His record from the house during that era certainly is something. In a series of legislative actions first reported here by Primaries for Progress, Henry Cuellar sought a dramatic and unconstitutional expansion of the power of law enforcement. The 287(g) program has been in the news recently. It pays local police to act like immigration agents, both causing deportations of law-abiding residents and undermining local confidence in law enforcement. Its use has been on the wane thanks to immigration activists and newly elected Democrats. Henry Cuellar, back in his State House days, proposed the inverse: giving Border Patrol and INS most of the powers of regular TX cops. That poses exactly the same problems as 287(g), but even worse. He tried to change the law to allow school resource officers search a student under probation whenever the hell they felt like it, which is of questionable constitutionality. Does that sound like he’s a fan of the police state? How about if I told you he attempted to make it a crime not to help a cop arrest someone if they ask?
When someone says Democrats used to be bad on criminal justice issues, they mean that they voted to increase prison sentences, or maybe that they tried to make it easier to privatize them. Cuellar did all of that of course. But that other stuff, that was certainly not typical of Democrats of the period. That’s not the party, not the era, not “mistakes were made”. That’s him.

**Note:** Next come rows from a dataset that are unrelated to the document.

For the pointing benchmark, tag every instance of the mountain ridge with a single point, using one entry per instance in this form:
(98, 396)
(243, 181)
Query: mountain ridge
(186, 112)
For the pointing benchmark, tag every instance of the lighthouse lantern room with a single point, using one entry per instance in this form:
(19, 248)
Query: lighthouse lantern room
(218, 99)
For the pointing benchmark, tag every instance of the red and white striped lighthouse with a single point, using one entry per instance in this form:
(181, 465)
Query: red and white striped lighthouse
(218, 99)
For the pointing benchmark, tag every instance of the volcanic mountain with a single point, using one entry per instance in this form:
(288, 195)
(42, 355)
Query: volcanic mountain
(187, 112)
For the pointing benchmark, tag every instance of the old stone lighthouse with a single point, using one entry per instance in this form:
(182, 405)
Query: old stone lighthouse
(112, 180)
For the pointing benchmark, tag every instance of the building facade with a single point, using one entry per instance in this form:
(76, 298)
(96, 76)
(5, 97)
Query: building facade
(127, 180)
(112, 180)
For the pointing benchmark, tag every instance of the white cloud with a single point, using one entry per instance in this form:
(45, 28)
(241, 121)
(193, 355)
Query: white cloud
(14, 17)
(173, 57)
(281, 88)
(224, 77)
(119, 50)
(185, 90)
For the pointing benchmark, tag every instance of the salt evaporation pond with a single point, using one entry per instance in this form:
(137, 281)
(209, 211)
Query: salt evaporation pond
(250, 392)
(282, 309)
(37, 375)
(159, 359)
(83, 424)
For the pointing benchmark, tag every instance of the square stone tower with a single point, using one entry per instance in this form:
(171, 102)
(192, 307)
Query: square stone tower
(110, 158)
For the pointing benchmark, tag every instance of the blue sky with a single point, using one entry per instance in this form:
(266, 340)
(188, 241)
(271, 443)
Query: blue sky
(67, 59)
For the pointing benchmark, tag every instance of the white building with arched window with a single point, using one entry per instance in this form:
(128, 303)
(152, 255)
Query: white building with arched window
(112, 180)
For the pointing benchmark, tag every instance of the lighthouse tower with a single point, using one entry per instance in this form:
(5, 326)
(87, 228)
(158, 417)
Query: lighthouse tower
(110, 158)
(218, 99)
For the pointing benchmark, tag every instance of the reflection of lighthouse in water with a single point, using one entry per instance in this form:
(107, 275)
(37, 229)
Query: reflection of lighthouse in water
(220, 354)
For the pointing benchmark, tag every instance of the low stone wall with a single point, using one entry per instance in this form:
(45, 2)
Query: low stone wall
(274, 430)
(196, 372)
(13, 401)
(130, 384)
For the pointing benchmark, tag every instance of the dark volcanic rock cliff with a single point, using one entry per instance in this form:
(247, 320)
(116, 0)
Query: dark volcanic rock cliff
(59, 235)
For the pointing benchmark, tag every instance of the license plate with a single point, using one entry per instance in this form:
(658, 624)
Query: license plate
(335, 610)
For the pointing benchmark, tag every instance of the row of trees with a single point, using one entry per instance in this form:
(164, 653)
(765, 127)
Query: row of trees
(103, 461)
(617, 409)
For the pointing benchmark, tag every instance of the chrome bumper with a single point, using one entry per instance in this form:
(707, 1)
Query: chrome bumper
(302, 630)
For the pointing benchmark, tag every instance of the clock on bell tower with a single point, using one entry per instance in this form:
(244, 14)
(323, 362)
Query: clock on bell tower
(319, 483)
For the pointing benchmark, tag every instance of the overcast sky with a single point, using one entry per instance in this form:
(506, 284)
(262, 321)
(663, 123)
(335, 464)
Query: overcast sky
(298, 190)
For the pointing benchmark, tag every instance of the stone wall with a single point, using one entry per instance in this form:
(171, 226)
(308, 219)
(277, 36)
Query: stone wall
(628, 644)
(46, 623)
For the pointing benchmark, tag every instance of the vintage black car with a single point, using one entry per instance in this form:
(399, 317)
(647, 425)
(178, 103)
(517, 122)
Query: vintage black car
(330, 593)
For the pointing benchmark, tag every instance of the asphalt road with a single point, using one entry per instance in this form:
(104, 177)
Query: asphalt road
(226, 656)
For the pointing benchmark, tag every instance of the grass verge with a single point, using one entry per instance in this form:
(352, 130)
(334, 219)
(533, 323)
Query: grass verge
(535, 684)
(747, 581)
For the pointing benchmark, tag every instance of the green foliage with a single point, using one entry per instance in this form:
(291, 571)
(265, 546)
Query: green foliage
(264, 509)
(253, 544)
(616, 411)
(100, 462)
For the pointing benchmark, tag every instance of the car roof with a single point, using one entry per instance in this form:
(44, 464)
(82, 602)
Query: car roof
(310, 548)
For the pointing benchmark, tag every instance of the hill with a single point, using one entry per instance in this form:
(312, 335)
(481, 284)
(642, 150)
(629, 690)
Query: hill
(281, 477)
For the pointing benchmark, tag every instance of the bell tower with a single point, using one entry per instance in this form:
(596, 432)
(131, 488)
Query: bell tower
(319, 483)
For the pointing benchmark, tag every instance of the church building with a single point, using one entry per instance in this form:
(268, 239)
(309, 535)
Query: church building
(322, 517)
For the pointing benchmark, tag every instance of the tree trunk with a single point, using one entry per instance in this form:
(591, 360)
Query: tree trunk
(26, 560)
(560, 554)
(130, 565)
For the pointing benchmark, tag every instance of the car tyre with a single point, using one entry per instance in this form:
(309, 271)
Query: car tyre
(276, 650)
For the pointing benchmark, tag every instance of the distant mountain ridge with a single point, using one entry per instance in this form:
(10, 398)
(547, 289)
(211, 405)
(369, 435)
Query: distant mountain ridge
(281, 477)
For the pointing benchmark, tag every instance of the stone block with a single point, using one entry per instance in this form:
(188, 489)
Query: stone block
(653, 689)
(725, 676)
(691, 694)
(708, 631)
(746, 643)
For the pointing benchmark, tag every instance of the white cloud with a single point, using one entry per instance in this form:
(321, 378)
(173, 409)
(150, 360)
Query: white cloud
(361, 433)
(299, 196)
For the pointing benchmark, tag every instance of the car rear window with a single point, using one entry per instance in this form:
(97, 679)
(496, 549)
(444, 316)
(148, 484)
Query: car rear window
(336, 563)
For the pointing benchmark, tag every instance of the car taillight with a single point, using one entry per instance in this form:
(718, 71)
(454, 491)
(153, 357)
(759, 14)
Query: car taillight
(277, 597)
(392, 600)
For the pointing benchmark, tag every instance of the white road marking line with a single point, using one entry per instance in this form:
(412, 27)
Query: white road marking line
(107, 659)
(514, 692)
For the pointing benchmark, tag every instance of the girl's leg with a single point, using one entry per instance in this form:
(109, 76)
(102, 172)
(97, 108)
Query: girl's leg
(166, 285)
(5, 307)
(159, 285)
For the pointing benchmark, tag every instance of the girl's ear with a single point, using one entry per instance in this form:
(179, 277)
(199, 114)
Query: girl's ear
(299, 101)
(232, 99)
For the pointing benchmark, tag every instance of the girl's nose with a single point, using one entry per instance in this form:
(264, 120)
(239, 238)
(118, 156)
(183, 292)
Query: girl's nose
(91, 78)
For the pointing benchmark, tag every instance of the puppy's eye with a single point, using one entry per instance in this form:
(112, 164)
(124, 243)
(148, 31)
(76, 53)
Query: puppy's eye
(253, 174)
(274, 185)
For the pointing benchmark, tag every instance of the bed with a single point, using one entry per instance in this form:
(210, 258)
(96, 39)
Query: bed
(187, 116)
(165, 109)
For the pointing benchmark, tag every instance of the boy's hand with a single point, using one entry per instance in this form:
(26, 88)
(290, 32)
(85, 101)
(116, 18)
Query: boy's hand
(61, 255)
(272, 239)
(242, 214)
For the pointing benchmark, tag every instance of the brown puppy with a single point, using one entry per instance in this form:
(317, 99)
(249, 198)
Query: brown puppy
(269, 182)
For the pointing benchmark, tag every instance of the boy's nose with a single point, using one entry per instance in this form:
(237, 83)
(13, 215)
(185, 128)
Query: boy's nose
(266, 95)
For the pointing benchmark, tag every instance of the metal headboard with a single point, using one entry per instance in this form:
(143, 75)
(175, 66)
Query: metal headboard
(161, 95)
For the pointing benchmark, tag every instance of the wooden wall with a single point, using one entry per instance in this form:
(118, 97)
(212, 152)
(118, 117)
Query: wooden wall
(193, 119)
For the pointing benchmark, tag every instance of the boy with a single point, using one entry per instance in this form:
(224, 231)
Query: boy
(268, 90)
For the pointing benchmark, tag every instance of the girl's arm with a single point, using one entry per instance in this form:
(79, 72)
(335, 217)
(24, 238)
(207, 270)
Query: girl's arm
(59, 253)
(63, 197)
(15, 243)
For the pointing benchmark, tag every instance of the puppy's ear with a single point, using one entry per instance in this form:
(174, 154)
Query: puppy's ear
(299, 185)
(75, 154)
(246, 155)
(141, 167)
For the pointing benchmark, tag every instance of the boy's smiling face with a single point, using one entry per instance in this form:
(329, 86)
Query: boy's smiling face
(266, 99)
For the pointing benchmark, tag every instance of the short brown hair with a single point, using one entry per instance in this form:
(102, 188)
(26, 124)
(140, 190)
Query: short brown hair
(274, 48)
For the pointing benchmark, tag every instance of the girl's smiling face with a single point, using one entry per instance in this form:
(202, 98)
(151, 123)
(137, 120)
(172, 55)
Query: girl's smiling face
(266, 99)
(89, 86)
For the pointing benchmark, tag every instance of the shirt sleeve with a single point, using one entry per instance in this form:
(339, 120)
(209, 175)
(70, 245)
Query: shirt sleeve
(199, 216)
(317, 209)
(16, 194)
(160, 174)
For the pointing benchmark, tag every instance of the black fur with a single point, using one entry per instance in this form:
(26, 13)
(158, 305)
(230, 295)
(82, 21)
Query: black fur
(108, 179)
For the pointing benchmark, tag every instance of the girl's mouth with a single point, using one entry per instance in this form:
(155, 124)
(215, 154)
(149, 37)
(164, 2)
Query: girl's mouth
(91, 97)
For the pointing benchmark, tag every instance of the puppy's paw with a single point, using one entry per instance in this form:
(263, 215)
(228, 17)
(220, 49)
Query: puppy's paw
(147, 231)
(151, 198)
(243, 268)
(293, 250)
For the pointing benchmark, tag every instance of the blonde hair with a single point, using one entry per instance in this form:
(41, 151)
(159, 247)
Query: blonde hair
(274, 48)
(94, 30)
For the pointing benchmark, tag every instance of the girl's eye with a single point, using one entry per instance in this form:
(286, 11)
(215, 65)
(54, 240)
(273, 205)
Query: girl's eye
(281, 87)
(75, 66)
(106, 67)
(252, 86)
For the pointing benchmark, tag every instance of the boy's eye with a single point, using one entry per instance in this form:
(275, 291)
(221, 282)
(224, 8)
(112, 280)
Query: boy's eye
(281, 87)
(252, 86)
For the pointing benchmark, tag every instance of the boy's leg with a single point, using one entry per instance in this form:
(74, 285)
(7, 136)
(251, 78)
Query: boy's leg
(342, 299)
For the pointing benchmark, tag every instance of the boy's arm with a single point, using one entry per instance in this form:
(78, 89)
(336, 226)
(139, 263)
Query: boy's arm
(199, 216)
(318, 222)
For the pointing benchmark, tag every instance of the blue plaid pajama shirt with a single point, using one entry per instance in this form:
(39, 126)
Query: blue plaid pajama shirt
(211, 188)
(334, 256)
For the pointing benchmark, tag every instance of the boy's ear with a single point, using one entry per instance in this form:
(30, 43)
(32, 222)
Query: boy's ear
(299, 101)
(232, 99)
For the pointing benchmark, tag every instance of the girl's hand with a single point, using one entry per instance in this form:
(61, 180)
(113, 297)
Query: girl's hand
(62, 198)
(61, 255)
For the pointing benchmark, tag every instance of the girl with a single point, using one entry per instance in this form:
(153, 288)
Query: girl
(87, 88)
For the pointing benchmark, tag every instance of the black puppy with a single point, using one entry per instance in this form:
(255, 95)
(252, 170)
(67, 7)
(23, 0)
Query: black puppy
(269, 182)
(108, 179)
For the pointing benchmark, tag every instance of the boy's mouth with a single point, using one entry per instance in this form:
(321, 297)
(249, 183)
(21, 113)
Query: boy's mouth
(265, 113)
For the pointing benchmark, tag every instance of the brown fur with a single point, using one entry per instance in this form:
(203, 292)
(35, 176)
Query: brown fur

It wasn’t just criminal justice-related issues that Cuellar hung with the conservatives on. For instance, he voted to make sex between under-17 year-old gay couples a felony for both participants. Remember how Flint, Michigan drank poison for years because Rick Snyder passed a law to let corporates hacks run financially failing cities? It was often called the “emergency manager” law. Well, years before that, Henry Cuellar wrote his own version with a bill that would have make it possible for the state to hand entire school districts over to private companies if the state deemed the school district “failing.” These bills are also first being reported here by Primaries for Progress
He was just overall a big supporter of school privatization, writing HB 318, which became a firestorm over its wide expansion of school vouchers. The bill, written by Cuellar, was a blatant giveaway to charters that could eventually include an unlimited number of vouchers. Even the state’s analysis said it would pump millions yearly from the state’s education into vouchers. It was co-authored by four Republicans and no Democrats, and introduced in the senate by Republicans. George W. Bush championed the bill, and during the fight to pass the bill, Cuellar decried “teacher groups and public education groups” for their “influence”. While some powerful committee Democrats did water it down somewhat, the final version of the bill passed with the opposition of a majority of the Democratic caucus.
The Unelected Years
From Cuellar’s campaign website, 2002
Remember how I mentioned Cuellar was friends with Rick Perry? By 2000, Rick Perry was Lieutenant Governor, and the governor, George W, was running for president. What did Cuellar, who had at this point been an elected Democrat for 14 years, do? He endorsed George W. Bush for president. That’s not me being cute here - he looked at the field in 2000, and told people to vote Bush over Gore, Nader, or whatever other third party. And he campaigned for him.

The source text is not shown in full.